Today we combed through our budget for 2013 trying to figure out what we had spent and what we had left to spend in 2013. We were trying to decide if we wanted to take on a small mortgage on the new house. We had hoped not to do it but as thisis our second start on a house with the same pot of money there is not as much in the pot as there was to begin with. Questions like that inevitability lead to the budget for next year and the next. Next year mortgage or not we found some red ink.  We spent the evening going line item by line item deciding what we could do without or do more efficiently or wanted enough that we would find a place in the budget for it.

We decided that cell phone bill was totally out of control and that we would have to do something about it, and fast. We never use even the minimum amount of resources we have to pay for so each month. When we get notifications on our data usage from our phone provider it says, “you have used .1437 of your 1 gigabyte limit. We have tried to get a smaller allotment of data so we could reduce the costs but we are at the lowest package plan and pay-as you-go is difficult for some of our family phone group. We seriously discussed going from smart phones back to dumb phones. We only got the smart ones because of the fire and the extra flexibility it gave us in looking after stuff and being in contact with each other. Neither of us particularly like our phones so I am thinking “dumb here we come.”

We have not had television this year. We were not big television watchers before the fire and when we moved into the temporary house it was too much trouble. We did have cable for a few months but when it quit working, we kept forgetting to call the cable company. When we called them to disconnect the cable they were kind enough to refund us for the 2 months that it had not worked. My spouse put the Golf channel on the table. I am not sure he should make it a budget sacrifice but it is one of those things that if you want one you have to get the dozen.  You have to get the 204 channel package to get the golf channel which brings along with it about 186 channels we don’t care about. We shall have to see how that unfolds.

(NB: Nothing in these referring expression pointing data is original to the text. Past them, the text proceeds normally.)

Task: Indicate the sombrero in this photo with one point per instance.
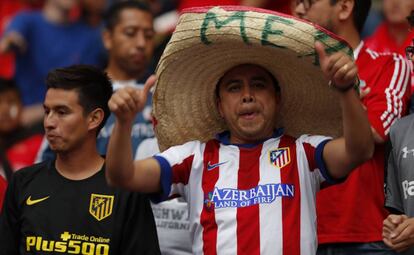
(209, 41)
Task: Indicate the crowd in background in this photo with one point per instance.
(39, 35)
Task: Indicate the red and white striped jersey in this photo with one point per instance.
(257, 199)
(387, 75)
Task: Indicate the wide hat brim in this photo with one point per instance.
(209, 41)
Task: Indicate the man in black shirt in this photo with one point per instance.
(65, 206)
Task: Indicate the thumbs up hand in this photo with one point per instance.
(339, 68)
(125, 103)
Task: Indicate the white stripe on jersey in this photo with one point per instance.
(270, 214)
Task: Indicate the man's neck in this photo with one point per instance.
(54, 14)
(398, 32)
(117, 74)
(81, 163)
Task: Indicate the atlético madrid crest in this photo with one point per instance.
(100, 206)
(280, 157)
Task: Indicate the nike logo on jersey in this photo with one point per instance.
(213, 166)
(29, 200)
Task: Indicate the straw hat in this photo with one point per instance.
(209, 41)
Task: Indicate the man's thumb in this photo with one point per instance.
(320, 49)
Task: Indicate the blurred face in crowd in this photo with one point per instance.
(248, 102)
(94, 6)
(10, 111)
(131, 42)
(396, 11)
(66, 125)
(66, 5)
(320, 12)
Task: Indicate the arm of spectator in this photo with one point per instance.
(398, 232)
(356, 146)
(10, 221)
(388, 97)
(377, 138)
(121, 170)
(13, 40)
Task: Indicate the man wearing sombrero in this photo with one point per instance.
(398, 229)
(228, 81)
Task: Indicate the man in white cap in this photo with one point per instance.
(231, 71)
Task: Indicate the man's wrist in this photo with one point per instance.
(354, 85)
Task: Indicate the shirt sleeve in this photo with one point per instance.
(313, 148)
(139, 235)
(9, 221)
(176, 164)
(389, 95)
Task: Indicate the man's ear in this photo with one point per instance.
(346, 8)
(219, 106)
(106, 39)
(95, 118)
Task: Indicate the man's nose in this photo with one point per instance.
(49, 120)
(247, 96)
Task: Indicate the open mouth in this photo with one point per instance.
(248, 115)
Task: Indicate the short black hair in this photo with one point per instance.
(411, 19)
(359, 13)
(93, 86)
(111, 16)
(8, 85)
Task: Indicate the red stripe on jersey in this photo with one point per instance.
(181, 172)
(248, 225)
(310, 155)
(290, 206)
(209, 180)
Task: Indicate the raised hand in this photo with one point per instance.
(339, 68)
(125, 103)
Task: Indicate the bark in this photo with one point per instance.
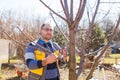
(72, 61)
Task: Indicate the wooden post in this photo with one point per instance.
(0, 68)
(115, 60)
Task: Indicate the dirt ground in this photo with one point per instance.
(9, 73)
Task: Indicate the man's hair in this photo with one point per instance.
(42, 26)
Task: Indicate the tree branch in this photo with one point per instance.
(65, 11)
(102, 52)
(53, 11)
(71, 10)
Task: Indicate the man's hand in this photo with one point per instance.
(64, 53)
(48, 60)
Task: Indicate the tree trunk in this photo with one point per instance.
(72, 61)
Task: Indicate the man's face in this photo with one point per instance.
(47, 32)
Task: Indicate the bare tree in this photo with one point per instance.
(73, 25)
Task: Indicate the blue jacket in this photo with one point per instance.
(52, 72)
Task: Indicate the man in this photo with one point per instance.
(44, 66)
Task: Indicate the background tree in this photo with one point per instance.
(97, 38)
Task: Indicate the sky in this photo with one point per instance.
(35, 8)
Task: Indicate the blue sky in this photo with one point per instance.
(34, 7)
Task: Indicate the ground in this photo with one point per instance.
(9, 73)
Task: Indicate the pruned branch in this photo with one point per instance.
(65, 11)
(53, 11)
(85, 42)
(79, 13)
(102, 51)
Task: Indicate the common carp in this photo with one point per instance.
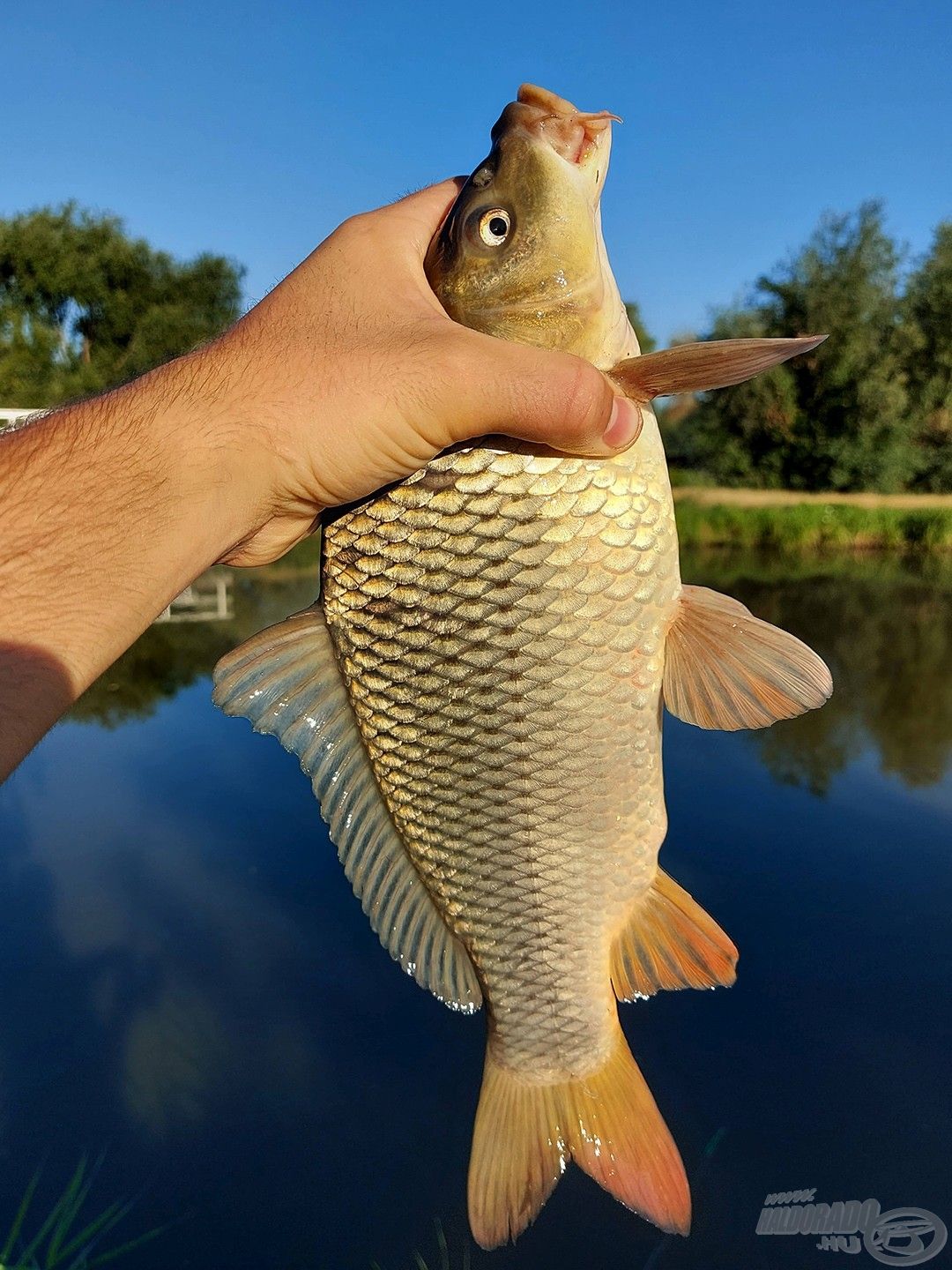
(478, 698)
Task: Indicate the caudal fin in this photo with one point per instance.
(607, 1122)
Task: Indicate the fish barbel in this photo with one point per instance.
(478, 698)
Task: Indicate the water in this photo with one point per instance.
(190, 989)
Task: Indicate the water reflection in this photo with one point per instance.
(882, 624)
(192, 984)
(216, 615)
(885, 629)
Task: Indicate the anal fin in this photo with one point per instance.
(607, 1122)
(669, 941)
(725, 669)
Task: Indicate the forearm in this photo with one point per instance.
(108, 510)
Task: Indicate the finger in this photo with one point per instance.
(424, 211)
(548, 398)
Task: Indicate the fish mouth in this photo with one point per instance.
(576, 135)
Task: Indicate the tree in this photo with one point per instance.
(926, 346)
(839, 417)
(83, 306)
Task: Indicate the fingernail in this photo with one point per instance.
(623, 424)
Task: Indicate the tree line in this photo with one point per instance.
(871, 407)
(84, 306)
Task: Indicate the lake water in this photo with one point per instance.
(190, 990)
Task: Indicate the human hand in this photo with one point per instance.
(349, 376)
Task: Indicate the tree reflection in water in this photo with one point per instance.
(883, 624)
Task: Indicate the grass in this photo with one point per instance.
(66, 1240)
(446, 1261)
(814, 527)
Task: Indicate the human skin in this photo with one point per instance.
(343, 378)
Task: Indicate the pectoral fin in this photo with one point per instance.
(715, 363)
(287, 681)
(669, 941)
(725, 669)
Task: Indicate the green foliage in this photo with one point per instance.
(646, 343)
(84, 308)
(838, 418)
(926, 346)
(65, 1238)
(814, 527)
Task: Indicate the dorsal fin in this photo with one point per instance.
(714, 363)
(287, 681)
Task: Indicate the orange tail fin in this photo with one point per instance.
(607, 1122)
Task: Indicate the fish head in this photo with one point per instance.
(521, 253)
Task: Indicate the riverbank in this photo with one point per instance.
(790, 521)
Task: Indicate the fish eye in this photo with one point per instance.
(494, 227)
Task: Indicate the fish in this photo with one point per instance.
(478, 698)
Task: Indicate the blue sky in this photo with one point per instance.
(253, 129)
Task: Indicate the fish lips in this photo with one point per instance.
(580, 138)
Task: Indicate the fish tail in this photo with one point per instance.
(607, 1122)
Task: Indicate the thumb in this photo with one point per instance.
(554, 399)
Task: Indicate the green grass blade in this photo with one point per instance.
(19, 1220)
(442, 1244)
(104, 1258)
(69, 1214)
(31, 1251)
(100, 1226)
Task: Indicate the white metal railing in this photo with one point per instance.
(11, 415)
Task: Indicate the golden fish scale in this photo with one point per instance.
(501, 623)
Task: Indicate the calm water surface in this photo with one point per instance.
(190, 987)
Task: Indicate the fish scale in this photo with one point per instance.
(478, 698)
(512, 714)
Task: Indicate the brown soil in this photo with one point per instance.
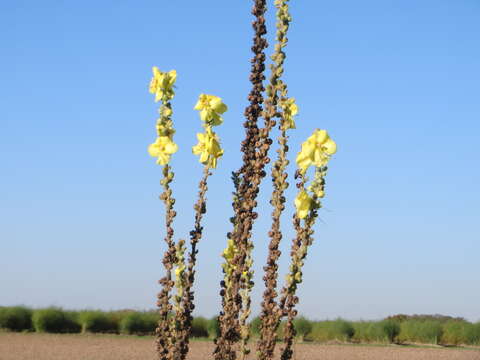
(109, 347)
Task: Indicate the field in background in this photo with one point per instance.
(32, 346)
(399, 329)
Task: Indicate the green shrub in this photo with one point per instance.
(97, 322)
(390, 329)
(417, 331)
(55, 320)
(199, 327)
(213, 328)
(302, 327)
(472, 334)
(15, 318)
(336, 330)
(140, 323)
(255, 326)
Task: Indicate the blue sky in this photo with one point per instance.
(396, 84)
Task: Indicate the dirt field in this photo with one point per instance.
(105, 347)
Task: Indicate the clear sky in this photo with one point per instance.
(396, 83)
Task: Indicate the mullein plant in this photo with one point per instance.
(174, 327)
(277, 107)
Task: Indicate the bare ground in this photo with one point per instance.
(14, 346)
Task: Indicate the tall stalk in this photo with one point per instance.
(276, 89)
(237, 281)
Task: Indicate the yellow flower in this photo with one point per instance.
(208, 148)
(162, 148)
(162, 83)
(316, 150)
(210, 107)
(179, 271)
(290, 109)
(230, 251)
(303, 203)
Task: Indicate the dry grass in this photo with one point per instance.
(14, 346)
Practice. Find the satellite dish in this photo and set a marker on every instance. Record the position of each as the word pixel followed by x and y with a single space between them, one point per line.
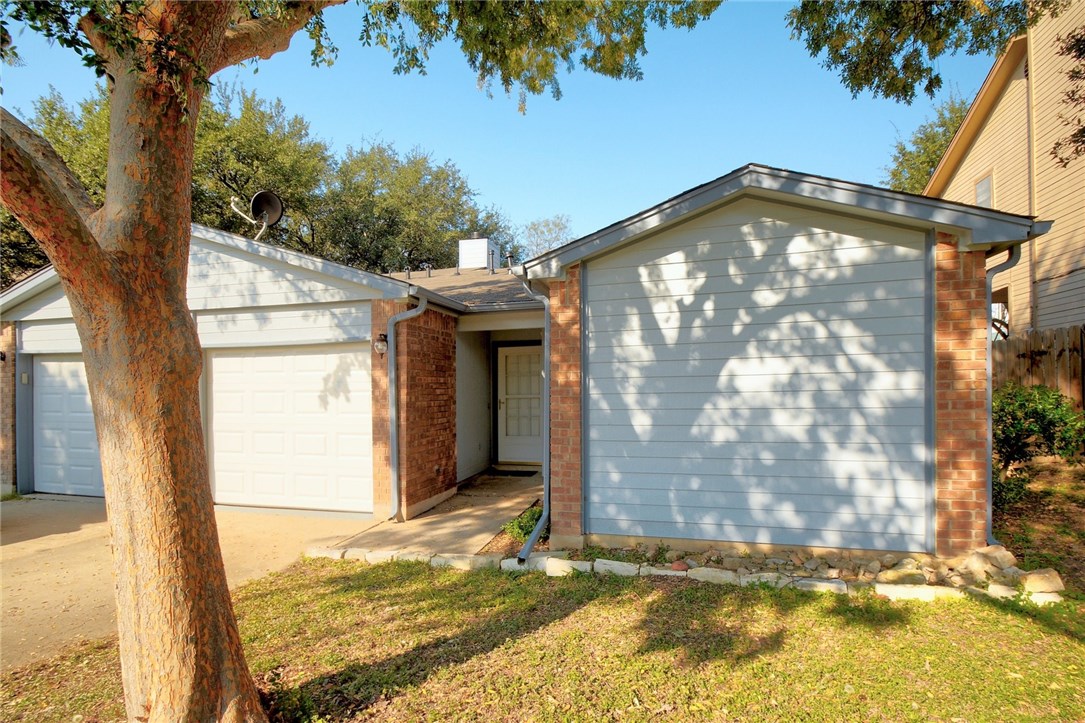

We won’t have to make a decision until the first of next year when the new house is finished. Another seemingly low-hanging fruit is hair cutting. I have cut my hair off and on for years and do a passing fair job. We decided I would take my new trusty $14.99 at Amazon.multi-size hair shears with their purple case and do the job. My spouse’s hair is very short on the sides and extremely short on the top. While it is not easy to cut a very short haircut well, his hair is well trained so I am hoping I can keep it in line.

After taxes and medical bills, food is one of our larger line items. I am going to grow a big garden. I wanted to do that, it is something I love to do. I will grow beans and potatoes and squash and peas and broccoli and cauliflower and tomatoes and with the hundreds of wild blueberry bushes on our new land we will feast in the summer. In the winter we will enjoy the fruits of our labor by the virtues of a freezer and sure-gel. We will eat a lot more fish. When we lived in Montana in the 1970s we had very little money and ate a lot of fish. My spouse is a serious fisher person. He is the type who will stand for hours in the water being consumed by mosquitoes in order to wait for that one trout who wants to meet his fly. A well meet interchange between man and fish only needs to last a few moments for a day of happiness. He is going to have a chance to be very happy for all of the rest of the summer and into the fall until fishing season closes. I will have to reacquaint myself with how to freeze fish.

But I am getting ahead of myself. We cannot freeze the fish because we don’t have a freezer which does not have an electrical outlet which does not have electricity which does not have a line brought up from the road to the house–oh, and there is no house.

So we are back to toilets and tubs and being careful and responsible with the budget. All of the fishing and gardening we can do will not make up for a big mistake buying toilets and tubs.

If we enact our new budget-savvy food procurement procedures we are going to be dirty and smelly from digging in the dirt and wrestling with fish. Those toilets and tubs are going to be even more important than we thought.